The thermal structure of Titan's upper atmosphere, II: Energetics

Temperature profiles derived from Cassini Ion Neutral Mass Spectrometer data in Paper I show that the thermal structure of Titan's upper atmosphere is extremely variable. The median temperature of each vertical profile, which is approximately equal to the temperature derived by fitting the barometric equation to the N₂ density profile, varied between 112 and 175K. Here we attempt to understand the cause of the 60K variation in temperature, as well as large local perturbations in temperature, by estimating the strength of potentially important energy sources and sinks in Titan's thermosphere including ion and electron precipitation from Saturn's magnetosphere, Joule heating, and wave dissipation.
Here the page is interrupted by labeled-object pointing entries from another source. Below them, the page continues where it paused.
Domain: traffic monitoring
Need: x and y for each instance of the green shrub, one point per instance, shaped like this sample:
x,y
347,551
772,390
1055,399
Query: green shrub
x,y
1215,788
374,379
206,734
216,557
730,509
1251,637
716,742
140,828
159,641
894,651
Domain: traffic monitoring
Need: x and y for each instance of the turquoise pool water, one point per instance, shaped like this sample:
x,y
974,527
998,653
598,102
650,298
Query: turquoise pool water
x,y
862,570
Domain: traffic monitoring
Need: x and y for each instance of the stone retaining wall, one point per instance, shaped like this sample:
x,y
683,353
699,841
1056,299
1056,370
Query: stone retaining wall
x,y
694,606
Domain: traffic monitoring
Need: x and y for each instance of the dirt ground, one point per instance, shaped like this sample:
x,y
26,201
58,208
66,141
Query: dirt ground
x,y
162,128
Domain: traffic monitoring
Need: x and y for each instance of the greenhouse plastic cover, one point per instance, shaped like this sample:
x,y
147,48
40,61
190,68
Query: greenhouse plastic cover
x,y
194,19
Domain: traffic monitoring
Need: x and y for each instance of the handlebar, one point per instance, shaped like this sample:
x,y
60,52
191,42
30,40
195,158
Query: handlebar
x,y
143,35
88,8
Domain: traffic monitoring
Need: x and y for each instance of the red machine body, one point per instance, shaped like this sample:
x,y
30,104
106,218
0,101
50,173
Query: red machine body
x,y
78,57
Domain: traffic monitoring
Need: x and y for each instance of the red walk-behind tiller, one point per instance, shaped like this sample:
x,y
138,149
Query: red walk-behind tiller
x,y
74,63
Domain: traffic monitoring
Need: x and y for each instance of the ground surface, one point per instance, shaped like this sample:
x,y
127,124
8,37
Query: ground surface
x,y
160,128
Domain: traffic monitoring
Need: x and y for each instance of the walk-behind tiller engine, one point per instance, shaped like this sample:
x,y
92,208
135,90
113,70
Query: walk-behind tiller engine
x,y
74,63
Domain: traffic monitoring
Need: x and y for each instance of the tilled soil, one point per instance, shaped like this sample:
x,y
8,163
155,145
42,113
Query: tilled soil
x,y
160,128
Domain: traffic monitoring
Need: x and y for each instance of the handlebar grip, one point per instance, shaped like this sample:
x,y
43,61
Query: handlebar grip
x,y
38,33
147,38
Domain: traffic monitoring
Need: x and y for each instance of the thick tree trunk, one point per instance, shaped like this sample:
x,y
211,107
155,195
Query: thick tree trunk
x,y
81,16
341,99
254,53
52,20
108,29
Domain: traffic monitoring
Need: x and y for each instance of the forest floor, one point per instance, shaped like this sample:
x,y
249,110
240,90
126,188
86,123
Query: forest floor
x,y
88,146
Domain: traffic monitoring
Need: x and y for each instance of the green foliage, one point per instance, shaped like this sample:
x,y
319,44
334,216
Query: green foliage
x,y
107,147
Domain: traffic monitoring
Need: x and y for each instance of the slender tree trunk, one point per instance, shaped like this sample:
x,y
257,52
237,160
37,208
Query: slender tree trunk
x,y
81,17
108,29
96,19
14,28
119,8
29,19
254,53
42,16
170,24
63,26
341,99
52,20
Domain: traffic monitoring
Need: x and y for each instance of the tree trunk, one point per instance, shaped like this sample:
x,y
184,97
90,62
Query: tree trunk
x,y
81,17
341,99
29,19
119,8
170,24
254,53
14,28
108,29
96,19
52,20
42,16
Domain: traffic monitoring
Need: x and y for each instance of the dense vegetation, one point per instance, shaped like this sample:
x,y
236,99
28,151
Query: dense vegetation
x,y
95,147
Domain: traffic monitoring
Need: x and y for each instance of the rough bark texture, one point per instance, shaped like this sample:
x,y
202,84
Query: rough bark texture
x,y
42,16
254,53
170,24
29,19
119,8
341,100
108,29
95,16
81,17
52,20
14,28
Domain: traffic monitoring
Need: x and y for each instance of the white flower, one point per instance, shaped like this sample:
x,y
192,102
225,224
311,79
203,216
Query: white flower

The apparent correlation between the temperature of Titan's thermosphere and Titan's plasma environment suggest that particle precipitation from Saturn's magnetosphere may be the most significant heat source, but we find that the energy deposited by magnetospheric sources is less than solar EUV and results from a thermal structure model indicate that magnetospheric particle precipitation only increases the temperature of Titan's thermosphere by ~7K; therefore, heating due to magnetospheric particle precipitation is too small to explain the largest temperature variations observed. We also estimate the energy deposited by waves in Titan's thermosphere and show that wave dissipation may be a significant source of heating or cooling in Titan's upper atmosphere.